When lockdown ends the people of the UK will emerge blinking into the light knowing who won every single Sports Personality of the Year since 1954.
There is one massive upside to lockdown that nobody’s really talking about – thanks to Zoom-based quizzes, when it comes to general knowledge the UK will soon be ‘skillage in the fucking village’.
“Because of their perpetual desire to recreate pub culture in their own homes, lockdown will ensure Brits have fantastic general knowledge when we all finally emerge,” said Sociologist Simon Williams.
“But it’s always important to remember that general knowledge does not equal intelligence.
“Boris Johnson, to take one example, could probably reel off the names of all the Homeric Hymns with ease, yet he’s also a man who thinks Muslim women wear bright red and have three mail collections a day.
“While other countries will learn valuable lessons from lockdown and build more equitable, more compassionate societies, Brits will probably just go back to shouting at foreigners to ‘go home’ – except now they’ll know the population density and capital of their country of origin.

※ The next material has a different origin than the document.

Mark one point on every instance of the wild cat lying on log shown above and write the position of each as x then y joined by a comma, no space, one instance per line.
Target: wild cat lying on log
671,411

“Instead of building a permanent infrastructure to ensure nobody has to sleep rough ever again, the people of Blighty will be too busy proving they know the key of an Ordnance Survey map like the back of their hand.
“Rather than investing heavily in the NHS and ensuring it never goes chronically underfunded ever again, the UK will be having a mass debate about whether that flag belongs to Chad or Romania.
“No, despite a fleeting optimistic desire to change our society for the better, Britain will soon be as insular, selfish and nepotistic as ever.
“But ‘Norfolk Enchants’ better watch their backs down The Bull on Monday evening.”